TMC consolidation and problems
TMCs will continue to consolidate and gain negotiating strength with suppliers. This can lead to lower prices and better deals for customers. Additionally, the trend toward content fragmentation will slow; By 2025, airlines and business travelers will take full advantage of New Delivery Capability (NDC), adding greater customization, bundling and seamless pricing.
Capitalizing on trends
To adapt to those changes, ensure your T&E formula can work with any TMC and offer varied options, from hotels to economy carriers and rail networks. The flexibility of your platform will allow you to adapt to the conversion provider landscape and maximize savings.
Finance’s growing impact
The influence of finance will continue to grow, and CFOs will increasingly partner with security and IT groups to ensure that new technologies are deployed securely and effectively. This includes comparing investments in AI equipment for travel expense control with increased efficiency, ensuring compliance, and overall cost control.

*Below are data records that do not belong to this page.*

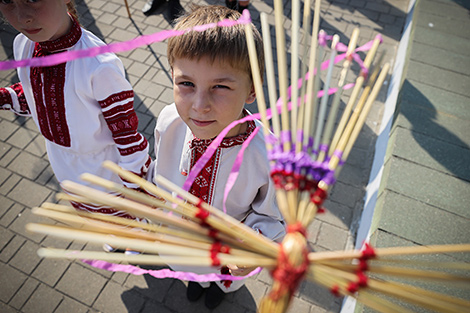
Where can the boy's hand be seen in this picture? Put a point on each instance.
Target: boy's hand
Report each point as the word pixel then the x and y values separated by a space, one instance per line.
pixel 240 270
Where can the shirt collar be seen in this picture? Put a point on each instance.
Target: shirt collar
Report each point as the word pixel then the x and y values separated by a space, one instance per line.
pixel 64 42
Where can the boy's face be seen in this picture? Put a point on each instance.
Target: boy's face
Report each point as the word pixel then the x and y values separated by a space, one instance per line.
pixel 209 96
pixel 38 20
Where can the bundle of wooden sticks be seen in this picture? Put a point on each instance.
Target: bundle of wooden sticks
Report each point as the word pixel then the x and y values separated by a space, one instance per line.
pixel 306 150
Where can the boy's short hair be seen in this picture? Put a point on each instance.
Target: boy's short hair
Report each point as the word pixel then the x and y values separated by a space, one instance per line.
pixel 224 44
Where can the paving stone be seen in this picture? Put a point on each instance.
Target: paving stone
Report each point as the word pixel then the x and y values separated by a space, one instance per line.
pixel 85 290
pixel 28 165
pixel 68 305
pixel 440 57
pixel 450 41
pixel 21 137
pixel 37 147
pixel 7 129
pixel 24 293
pixel 11 248
pixel 336 214
pixel 427 185
pixel 152 307
pixel 426 120
pixel 115 298
pixel 11 281
pixel 435 100
pixel 25 217
pixel 5 236
pixel 4 148
pixel 433 153
pixel 44 299
pixel 439 78
pixel 146 285
pixel 49 271
pixel 10 155
pixel 256 289
pixel 318 295
pixel 442 24
pixel 26 259
pixel 4 308
pixel 420 222
pixel 345 194
pixel 36 193
pixel 332 237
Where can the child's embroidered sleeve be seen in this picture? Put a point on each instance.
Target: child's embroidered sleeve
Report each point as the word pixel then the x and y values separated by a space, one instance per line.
pixel 117 105
pixel 12 98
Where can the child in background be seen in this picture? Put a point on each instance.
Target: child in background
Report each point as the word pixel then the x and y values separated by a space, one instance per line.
pixel 83 108
pixel 212 82
pixel 238 5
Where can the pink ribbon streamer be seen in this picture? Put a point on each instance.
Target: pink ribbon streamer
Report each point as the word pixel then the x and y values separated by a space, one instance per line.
pixel 143 40
pixel 165 273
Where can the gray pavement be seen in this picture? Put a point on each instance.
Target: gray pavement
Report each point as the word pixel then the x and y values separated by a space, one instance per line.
pixel 31 284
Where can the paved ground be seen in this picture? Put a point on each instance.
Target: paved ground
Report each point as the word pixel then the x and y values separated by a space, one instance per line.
pixel 31 284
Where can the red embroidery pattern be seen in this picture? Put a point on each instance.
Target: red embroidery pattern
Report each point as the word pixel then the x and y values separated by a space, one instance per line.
pixel 123 122
pixel 48 88
pixel 203 186
pixel 5 98
pixel 18 88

Data integration and security
By 2025, finance will play a key role in integrating knowledge across purposes to eliminate silos and achieve greater power and security. As cybersecurity dangers increase, finance will collaborate with IT to improve infrastructure, minimize exposure, optimize pricing, and improve resiliency.
Sustainability
As travel volumes increase, organizations will face more pressure to meet sustainability regulations. Finance will help guide investments in technology solutions that prioritize compliance, such as tools for carbon tracking or incentives for sustainable travel.
Collaborating for growth
Finance leaders will work with HR, IT and engineering teams to identify opportunities for business expansion, process automation and innovation. This cross-functional collaboration will help ensure tech investments align with both financial and non-financial goals, such as ESG and talent recruitment initiatives.